Stocks climbed higher in Asian session today as China stepped up easing measures. The Chinese government announced, in order to boost credit, a reduction of reserve requirement ratio in 379 more branches in rural areas of the Agricultural Bank of China. The scheme was initially applied to 563 branches in 8 provinces. The reduction of the ratio by 2% is expected to free up RMB 23B. In the US session, the markets were a tad lower due to weaker than expected existing home sales data. Fed Chairman Ben Bernanke's comments nonetheless give some supports to market sentiment.

At the testimony before the House Oversight Committee, Fed Chairman Ben Bernanke welcomed the recent reduction in the Euroezone financial stresses. Yet, he remained cautious on the outlook and warned that the continuous difficult situation in the region would pose downside risks to the US economy. Investors probably viewed this as a signal that the Fed will maintain an accommodative bias.

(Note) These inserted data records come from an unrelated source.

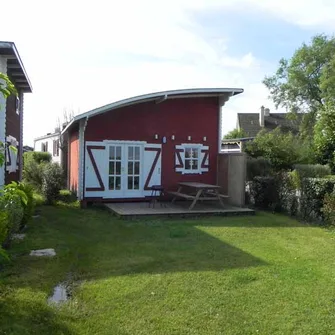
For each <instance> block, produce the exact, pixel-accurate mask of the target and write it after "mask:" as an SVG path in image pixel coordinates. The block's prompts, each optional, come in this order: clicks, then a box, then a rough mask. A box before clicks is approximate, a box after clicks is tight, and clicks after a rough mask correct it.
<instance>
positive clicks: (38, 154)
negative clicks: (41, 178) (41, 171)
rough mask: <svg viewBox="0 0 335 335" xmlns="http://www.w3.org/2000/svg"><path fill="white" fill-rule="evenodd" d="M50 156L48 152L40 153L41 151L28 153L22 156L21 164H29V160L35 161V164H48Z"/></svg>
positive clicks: (51, 157) (50, 157) (50, 154)
mask: <svg viewBox="0 0 335 335" xmlns="http://www.w3.org/2000/svg"><path fill="white" fill-rule="evenodd" d="M51 158H52V157H51V154H50V153H49V152H41V151H28V152H25V153H24V154H23V162H24V164H25V163H26V162H29V161H31V160H33V161H35V162H36V163H37V164H41V163H50V162H51Z"/></svg>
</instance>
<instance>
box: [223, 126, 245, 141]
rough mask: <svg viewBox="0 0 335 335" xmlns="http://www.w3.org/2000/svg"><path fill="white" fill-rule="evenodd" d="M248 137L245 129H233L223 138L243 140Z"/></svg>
mask: <svg viewBox="0 0 335 335" xmlns="http://www.w3.org/2000/svg"><path fill="white" fill-rule="evenodd" d="M243 137H247V133H246V132H245V131H244V130H243V129H237V128H235V129H233V130H231V131H230V132H228V133H227V134H226V135H225V136H223V138H225V139H234V138H243Z"/></svg>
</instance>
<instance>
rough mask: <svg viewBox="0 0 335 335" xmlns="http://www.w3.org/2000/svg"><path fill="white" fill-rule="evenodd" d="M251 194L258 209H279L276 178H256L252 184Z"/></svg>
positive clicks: (254, 202)
mask: <svg viewBox="0 0 335 335" xmlns="http://www.w3.org/2000/svg"><path fill="white" fill-rule="evenodd" d="M250 193H251V194H250V195H251V199H252V202H253V204H254V205H255V207H256V208H261V209H272V210H276V209H278V206H279V192H278V182H277V179H276V178H275V177H255V178H254V179H253V181H252V184H251V189H250Z"/></svg>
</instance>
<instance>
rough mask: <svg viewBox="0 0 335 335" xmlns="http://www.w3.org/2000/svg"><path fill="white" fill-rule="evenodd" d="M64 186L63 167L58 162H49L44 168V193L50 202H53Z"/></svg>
mask: <svg viewBox="0 0 335 335" xmlns="http://www.w3.org/2000/svg"><path fill="white" fill-rule="evenodd" d="M63 186H64V176H63V171H62V168H61V167H60V166H59V164H57V163H48V164H46V165H45V166H44V169H43V181H42V194H43V195H44V196H45V200H46V202H47V203H48V204H51V203H53V201H54V200H56V199H57V196H58V195H59V191H60V190H61V189H62V187H63Z"/></svg>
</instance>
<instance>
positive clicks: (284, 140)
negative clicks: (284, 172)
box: [245, 127, 314, 170]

This was in contrast with Minneapolis Fed President Kocherlakota (non- voter in the FOMC this year). He stated that there's no need for additional accommodation right now. He even went on to suggest an exit of current stimulus as soon as this year if the unemployment rate fall further and inflation continues to rise.

Minutes for the BOE's March meeting unveiled that policymakers remained divided in the asset buying program. While the majority voted for maintaining the program at 325B pound, Adam Posen and David Miles favored more stimulus (adding an additional 25 pound) as it was 'warranted to reduce the risk that persistently weak growth would damage the future supply capacity of the economy'. The BOE also cautioned about inflation, indicating that there was a 'clear risk surrounded the outlook for crude oil prices'. As stated in the minutes, 'if oil prices were to rise to a level significantly higher than the committee currently assumed, then that would tend to slow the global and domestic recovery, reduce supply growth and put upward pressure on domestic costs and prices'. Martin Weale raised possibility of the 'risk that there may be more persistence to inflation'.

On the dataflow, existing home sales climbed to 4.59M in February from 4.57M a month ago. However, this still missed market expectations of a rise to 5.60M. In NY session Thursday, initial jobless claims will be released and the report probably showed a mild drop to 350K in the week ended March 22 from 351K in the prior month. Leading indicators might have climbed +0.6% in February following a +0.4% gain a month ago.